SN: Welche radikalen Gruppen machen Ihnen im Moment die meisten Schwierigkeiten?
Der islamistische Extremismus und der Rechtsextremismus.
SN: Wie viele Menschen, die Sie als gefährlich einstufen und die auch überwacht werden, gibt es in Österreich?
Bei den islamistischen Extremisten liegt die Zahl im mittleren zweistelligen Bereich und bei den Rechtsextremen ist es ähnlich. Diese Personen im Blickfeld zu haben ist eine enorme Herausforderung, zeit- und personalintensiv.
Gibt es eigentlich auch Extremisten, die die Konflikte aus ihrer Heimat in Österreich austragen?
SN:
Österreich ist ein Zuwanderungsland und daher werden solche Konflikte auch importiert. Hier geht es um Konflikte aus der Türkei oder dem Iran beispielsweise.
SN: Die DSN greift bei der Erkennung von Gefahren wieder vermehrt auf Streifenpolizisten zurück. Warum eigentlich?
Im Zuge der kommenden Reform des Staatsschutzes in den Landespolizeidirektionen möchten wir die Regionalität stärken. Niemand kennt seine Umgebung so gut wie die Kolleginnen und Kollegen vor Ort. Sie sind die Ersten, denen Veränderungen auffallen. Deshalb bekommen Polizistinnen und Polizisten, die das interessiert, eine eigene Ausbildung, um radikale Tendenzen zu erkennen. Es ist so wie mit den ehemaligen Grätzelpolizisten, die haben auch am besten gewusst, was in ihrem Gebiet los ist und wer dahintersteckt.

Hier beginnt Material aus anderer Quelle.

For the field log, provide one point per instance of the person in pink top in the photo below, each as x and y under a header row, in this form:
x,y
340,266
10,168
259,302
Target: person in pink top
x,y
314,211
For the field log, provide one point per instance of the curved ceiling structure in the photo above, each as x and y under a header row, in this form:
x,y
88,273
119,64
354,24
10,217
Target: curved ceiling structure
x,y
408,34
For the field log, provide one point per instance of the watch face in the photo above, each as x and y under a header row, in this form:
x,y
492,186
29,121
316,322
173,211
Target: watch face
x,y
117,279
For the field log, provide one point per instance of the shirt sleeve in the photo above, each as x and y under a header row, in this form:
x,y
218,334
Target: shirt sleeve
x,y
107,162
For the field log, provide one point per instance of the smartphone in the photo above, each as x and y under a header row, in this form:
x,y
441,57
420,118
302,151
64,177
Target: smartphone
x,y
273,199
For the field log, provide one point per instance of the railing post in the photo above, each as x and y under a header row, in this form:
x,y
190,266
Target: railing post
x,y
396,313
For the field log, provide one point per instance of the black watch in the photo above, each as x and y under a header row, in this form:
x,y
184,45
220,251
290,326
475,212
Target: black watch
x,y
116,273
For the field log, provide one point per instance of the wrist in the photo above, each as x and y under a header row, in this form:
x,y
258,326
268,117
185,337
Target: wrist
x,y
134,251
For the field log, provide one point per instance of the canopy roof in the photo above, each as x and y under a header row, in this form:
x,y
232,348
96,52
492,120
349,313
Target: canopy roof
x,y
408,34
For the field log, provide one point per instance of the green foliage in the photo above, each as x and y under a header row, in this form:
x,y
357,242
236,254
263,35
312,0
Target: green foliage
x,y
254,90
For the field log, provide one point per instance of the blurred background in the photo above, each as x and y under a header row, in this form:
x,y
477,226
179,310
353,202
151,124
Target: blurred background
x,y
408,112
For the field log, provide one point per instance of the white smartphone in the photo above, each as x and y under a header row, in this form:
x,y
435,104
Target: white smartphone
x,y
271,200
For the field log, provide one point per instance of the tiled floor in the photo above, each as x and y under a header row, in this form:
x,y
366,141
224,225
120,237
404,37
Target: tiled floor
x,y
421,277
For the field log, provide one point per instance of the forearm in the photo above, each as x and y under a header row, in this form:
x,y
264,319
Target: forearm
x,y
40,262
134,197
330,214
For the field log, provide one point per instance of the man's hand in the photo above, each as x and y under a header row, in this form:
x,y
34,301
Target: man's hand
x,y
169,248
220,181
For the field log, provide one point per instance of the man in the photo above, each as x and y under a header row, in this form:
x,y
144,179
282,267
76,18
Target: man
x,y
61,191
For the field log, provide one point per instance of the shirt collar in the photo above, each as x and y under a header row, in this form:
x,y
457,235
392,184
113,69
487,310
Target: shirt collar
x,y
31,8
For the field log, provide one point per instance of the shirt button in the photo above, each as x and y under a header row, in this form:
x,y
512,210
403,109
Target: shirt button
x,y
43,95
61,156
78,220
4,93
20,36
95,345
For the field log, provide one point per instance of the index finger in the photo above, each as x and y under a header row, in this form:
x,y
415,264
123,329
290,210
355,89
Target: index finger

In den vergangenen Wochen wurde immer wieder diskutiert, wie die DSN mit Informationen umgeht. Einmal gab es Kritik, weil vor einem möglichen Terroranschlag gewarnt wurde, das nächste Mal, weil über einen vereitelten Anschlag nicht informiert wurde. Nach welchen Kriterien entscheiden Sie?
SN:
Wir müssen immer gut abwägen, ob die Information zu sinnvoller Aufklärung oder Verunsicherung führt. Wir müssen daher von Fall zu Fall entscheiden und diese Entscheidung oftmals im Vorfeld treffen und nicht nach dem Vorliegen abschließender Ermittlungsergebnisse. Das macht es manchmal sehr schwierig.